Rusdy Rukmarata Sang Penari Penggerak Generasi Muda
20 April 2023 |
10:00 WIB
Kepergian Rusdy Rukmarata membawa pukulan berat untuk dunia tari Indonesia. Pria yang dikenal sebagai pendiri EKI Dance Company itu berpulang setelah didera penyakit stroke sejak Februari 2023 lalu. Kembalinya sang maestro tari ke pangkuan Tuhan justru tak menyurutkan semangat geraknya.
Tangan dan kakinya yang bergerak serentak dengan paduan musik masih terus terkenang. Tidak hanya sebagai pendiri, Rusdy Rukmarata juga menjadi direktur artistik yang mengurus segala tata seni di perusahaan yang dibangunnya pada 1996 tersebut.
Baca juga: Tapak Tilas Rusdy Rukmarata di Dunia Seni Tari, Pendiri EKI Dance Company Berpulang
EKI Dance Company dibuatnya bersama sang istri, Aiko Senosoenoto sebagai wadah bagi anak muda Indonesia dalam berkreasi dalam dunia tari.

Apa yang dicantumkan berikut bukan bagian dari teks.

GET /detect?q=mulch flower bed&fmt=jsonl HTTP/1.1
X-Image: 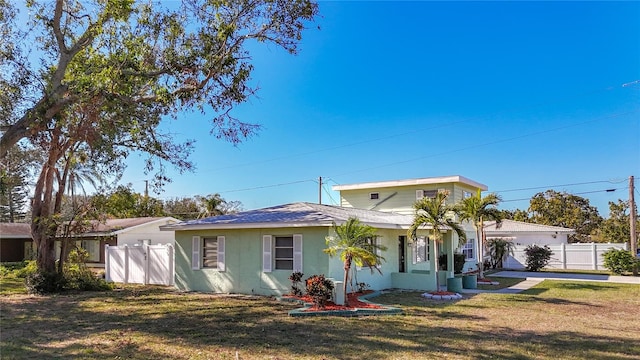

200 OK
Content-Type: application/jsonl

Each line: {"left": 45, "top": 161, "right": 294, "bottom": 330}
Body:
{"left": 284, "top": 290, "right": 382, "bottom": 311}
{"left": 283, "top": 290, "right": 403, "bottom": 317}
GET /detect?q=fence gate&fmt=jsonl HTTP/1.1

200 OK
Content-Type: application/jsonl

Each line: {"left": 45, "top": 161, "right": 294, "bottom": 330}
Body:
{"left": 105, "top": 244, "right": 174, "bottom": 286}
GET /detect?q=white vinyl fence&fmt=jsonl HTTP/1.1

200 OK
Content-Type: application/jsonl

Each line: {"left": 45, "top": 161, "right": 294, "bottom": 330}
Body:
{"left": 504, "top": 243, "right": 629, "bottom": 270}
{"left": 105, "top": 244, "right": 174, "bottom": 286}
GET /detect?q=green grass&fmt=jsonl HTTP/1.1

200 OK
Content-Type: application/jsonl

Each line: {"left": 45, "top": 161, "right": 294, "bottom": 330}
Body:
{"left": 0, "top": 275, "right": 27, "bottom": 296}
{"left": 1, "top": 280, "right": 639, "bottom": 359}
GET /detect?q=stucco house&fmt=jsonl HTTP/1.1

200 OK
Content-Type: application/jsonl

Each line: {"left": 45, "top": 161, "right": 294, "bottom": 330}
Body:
{"left": 484, "top": 219, "right": 575, "bottom": 246}
{"left": 61, "top": 217, "right": 180, "bottom": 266}
{"left": 333, "top": 175, "right": 488, "bottom": 273}
{"left": 163, "top": 175, "right": 489, "bottom": 295}
{"left": 483, "top": 219, "right": 575, "bottom": 269}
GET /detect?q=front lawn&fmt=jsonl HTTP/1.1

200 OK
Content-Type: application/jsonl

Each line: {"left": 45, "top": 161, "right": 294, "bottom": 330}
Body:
{"left": 1, "top": 281, "right": 639, "bottom": 359}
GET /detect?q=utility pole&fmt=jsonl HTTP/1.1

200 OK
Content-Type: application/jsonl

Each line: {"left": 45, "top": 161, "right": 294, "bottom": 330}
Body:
{"left": 630, "top": 175, "right": 637, "bottom": 276}
{"left": 318, "top": 176, "right": 322, "bottom": 205}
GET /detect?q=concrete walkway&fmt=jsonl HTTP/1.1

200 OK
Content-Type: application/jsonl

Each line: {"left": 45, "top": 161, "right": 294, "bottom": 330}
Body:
{"left": 460, "top": 270, "right": 640, "bottom": 295}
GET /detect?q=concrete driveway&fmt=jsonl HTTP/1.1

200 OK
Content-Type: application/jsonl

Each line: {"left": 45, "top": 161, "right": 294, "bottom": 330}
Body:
{"left": 461, "top": 270, "right": 639, "bottom": 294}
{"left": 492, "top": 270, "right": 640, "bottom": 284}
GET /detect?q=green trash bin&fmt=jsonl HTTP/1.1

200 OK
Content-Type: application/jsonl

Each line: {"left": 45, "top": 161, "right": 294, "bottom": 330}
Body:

Generasi penuh aksi ini datang dari seluruh penjuru desa dan kota di Indonesia yang memikul kisahnya dalam berbagai latar belakang.
Rusdy cukup tegas menempa anak didiknya sebagai penari profesional. Dengan kedisiplinan yang tinggi, EKI Dance Company membuka ragam kelas pengembangan minat termasuk pendidikan tari seperti ballet, jazz, tari tradisi, dan kontemporer. Begitupun dengan bidang non-tari seperti vokal, akting, hingga seni pertunjukan.
Setiap harinya, Rusdy Rukmarata mengawali pagi mengajar kelas balet. Pria kelahiran 6 Agustus 1962 ini memberi ruang berekspresi bagi setiap penarinya. Semua itu dilakukannya sesuai dengan akar dari EKI yang sebetulnya merupakan kepanjangan dari Eksotika Karmawibhangga Indonesia.
Nama itu dipilih Rusdy saat membentuk EKI Dance Company dengan maksud usahanya dalam menjadi wadah penghormatan untuk semua orang. Rusdy percaya bahwa setia orang memiliki latar belakangnya masing-masing hingga berujung pada suatu tindakan atau perlakuan tertentu.
Kepercayaan inilah yang mendorong Rusdy melahirkan EKI Dance Company, perusahaan yang menjadi angannya sejak masih remaja. Jika ditarik ke masa belianyam Rusdy sudah tertarik dengan dunia tari sejak kecil. Dilansir dari Indonesian Film Center, dia baru bersinggungan secara langsung dengan dunia tari saat mengenyam pendidikan di masa SMA.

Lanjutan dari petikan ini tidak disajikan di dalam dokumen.